Every deal looks a little bit different, but that’s OK. Multiple people across the bank have to sign off for a deal to go through. That’s how community banks ensure safe and sound lending when pure numbers or past performance aren’t enough to assess a deal.

And, like many community banks, Climate First’s loan committee meets weekly to evaluate and approve deals so that projects don’t stall out after waiting around too long for approval. On any given Tuesday afternoon, the bank’s loan committee is reviewing anywhere from five to 12 projects, sometimes more.

“And then it’s really awesome to watch, to monitor the project, to see it get on the grid. And then, often I would say, after a deal you get another one from the same really strong developer.”

Open sourcing

Despite the bank’s rapid growth, there’s only so far that one institution can reach, especially when it depends on a loan committee meeting weekly to evaluate projects. That’s why Climate First also sees it as an imperative to get other community banks in other places involved.

The bank is now recruiting other lenders to utilize its OneEthos platform to generate residential solar loans they can originate through their own trusted networks of solar installation sales reps.

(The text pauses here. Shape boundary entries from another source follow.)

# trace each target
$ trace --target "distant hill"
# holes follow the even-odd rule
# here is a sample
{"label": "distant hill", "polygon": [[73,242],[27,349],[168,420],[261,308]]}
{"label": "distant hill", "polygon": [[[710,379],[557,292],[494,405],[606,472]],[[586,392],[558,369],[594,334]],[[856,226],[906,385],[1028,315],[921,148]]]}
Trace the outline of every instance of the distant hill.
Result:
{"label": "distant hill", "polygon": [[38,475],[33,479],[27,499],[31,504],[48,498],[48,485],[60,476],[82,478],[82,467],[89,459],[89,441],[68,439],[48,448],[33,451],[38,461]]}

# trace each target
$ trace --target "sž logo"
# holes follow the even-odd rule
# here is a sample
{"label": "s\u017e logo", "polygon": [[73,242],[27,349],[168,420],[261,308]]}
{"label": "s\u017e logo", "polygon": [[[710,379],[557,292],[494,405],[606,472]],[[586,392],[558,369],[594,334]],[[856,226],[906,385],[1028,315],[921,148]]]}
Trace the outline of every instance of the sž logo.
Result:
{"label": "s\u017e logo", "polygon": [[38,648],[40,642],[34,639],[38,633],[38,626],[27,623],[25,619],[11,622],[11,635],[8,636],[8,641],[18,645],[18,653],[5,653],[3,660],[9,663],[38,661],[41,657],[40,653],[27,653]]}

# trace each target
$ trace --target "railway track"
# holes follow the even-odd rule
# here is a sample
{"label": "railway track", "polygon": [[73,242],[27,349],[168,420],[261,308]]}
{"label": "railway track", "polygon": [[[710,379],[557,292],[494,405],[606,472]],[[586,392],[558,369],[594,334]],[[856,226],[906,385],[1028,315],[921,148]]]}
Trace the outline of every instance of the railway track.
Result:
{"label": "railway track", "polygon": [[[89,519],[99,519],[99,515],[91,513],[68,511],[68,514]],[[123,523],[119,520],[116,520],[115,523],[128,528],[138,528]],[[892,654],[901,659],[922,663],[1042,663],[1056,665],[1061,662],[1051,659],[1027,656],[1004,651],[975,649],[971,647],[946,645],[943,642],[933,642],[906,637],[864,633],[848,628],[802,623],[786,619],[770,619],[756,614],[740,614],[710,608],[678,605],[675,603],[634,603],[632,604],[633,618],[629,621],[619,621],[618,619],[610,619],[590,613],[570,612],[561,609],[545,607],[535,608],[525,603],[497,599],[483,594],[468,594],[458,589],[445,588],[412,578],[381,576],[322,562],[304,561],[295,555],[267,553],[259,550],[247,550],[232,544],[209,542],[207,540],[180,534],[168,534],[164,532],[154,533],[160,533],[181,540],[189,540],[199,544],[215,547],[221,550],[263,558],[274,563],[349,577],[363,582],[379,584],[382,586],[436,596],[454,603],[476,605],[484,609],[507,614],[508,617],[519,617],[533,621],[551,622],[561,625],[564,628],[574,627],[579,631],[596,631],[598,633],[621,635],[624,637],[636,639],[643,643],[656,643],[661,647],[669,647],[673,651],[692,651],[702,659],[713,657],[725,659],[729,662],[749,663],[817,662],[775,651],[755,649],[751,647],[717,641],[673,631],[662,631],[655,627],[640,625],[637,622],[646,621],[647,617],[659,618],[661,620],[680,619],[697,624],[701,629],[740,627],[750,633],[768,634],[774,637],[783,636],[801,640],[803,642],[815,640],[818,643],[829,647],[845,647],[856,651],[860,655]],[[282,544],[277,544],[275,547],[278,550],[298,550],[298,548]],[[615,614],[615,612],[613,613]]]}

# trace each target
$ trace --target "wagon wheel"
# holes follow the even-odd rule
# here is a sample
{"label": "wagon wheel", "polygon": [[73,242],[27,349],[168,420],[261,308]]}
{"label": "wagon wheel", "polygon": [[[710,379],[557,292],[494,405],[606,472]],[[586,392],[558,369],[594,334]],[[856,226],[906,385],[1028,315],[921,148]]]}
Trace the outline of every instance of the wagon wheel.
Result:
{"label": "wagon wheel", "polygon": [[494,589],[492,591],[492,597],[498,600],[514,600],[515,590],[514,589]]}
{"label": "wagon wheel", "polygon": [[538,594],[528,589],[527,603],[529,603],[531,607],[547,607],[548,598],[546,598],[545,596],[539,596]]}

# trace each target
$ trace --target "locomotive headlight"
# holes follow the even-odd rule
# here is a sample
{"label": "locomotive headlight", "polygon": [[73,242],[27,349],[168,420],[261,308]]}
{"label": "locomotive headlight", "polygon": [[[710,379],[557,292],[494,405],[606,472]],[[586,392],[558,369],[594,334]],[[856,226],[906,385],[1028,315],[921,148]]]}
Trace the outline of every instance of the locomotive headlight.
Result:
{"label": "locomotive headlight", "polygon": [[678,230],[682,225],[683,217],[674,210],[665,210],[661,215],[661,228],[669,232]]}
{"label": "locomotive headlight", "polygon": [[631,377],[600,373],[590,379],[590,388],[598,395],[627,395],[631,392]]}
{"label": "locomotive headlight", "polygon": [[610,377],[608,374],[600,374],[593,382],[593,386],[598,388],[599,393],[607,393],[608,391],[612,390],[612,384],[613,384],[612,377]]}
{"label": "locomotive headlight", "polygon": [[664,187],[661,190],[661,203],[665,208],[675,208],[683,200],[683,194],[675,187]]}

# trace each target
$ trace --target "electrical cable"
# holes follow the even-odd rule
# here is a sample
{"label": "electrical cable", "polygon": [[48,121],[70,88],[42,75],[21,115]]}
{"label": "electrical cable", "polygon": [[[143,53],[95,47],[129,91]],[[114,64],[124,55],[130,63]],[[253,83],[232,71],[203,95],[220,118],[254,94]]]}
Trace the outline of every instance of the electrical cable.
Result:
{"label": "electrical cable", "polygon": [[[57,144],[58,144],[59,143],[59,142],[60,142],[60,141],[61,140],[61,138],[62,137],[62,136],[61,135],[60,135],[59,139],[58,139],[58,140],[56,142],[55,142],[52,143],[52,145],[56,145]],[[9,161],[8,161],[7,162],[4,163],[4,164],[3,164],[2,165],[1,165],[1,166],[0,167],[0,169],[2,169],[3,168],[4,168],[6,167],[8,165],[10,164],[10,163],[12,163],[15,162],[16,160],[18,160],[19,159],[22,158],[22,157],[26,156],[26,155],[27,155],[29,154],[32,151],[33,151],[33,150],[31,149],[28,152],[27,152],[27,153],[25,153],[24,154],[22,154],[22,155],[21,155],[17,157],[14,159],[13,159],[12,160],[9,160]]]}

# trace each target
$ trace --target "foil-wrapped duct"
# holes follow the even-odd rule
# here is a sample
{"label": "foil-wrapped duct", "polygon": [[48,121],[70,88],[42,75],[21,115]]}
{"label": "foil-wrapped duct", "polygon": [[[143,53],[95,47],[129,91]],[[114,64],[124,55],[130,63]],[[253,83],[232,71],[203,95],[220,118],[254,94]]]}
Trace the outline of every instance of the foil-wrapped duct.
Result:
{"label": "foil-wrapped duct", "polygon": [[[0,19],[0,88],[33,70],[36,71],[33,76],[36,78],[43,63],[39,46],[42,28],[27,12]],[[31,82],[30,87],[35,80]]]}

Meanwhile, Freymiller is on the lookout for partners to work with her on the pipeline of deals coming her way. Those deals are often coming from states with green banks and also favorable regulatory environments, such as Virginia, Michigan, and Connecticut.

As each solar developer Freymiller works with for the first time comes back for repeat deals, they eventually approach the borrowing limit every bank has for each of its clients. There can also be moments where Freymiller might be at capacity until some of her current active projects are completed and repay their construction loans (to mitigate risk, each bank only allows a certain percentage of its portfolio to be in active construction loans at any given moment). Freymiller needs relationships with other community banks or regional banks who are willing to take on the additional demand she’s seeing.

“We need partnerships to do this work,” Freymiller says. “I cannot originate everything I want to do even with a single strong developer. I’m capped at a certain concentration level. Those partners also need to have an understanding of the deals to even do a participation or to do a co-lending.”

Freymiller and her colleagues on the bank’s loan committee say they are more than willing to help teach other local or regional lenders the ins and outs of these messy middle deals.

The first thing to understand? Each deal is unique, and that’s not going to change at the speed that communities — not to mention the planet — need the deals done. What they need is more institutions who are comfortable with that.

“People need to like more snowflakes,” Freymiller says. “But every snowflake has the same fundamental chemical structure supporting the differences that come out in its beautiful uniqueness.”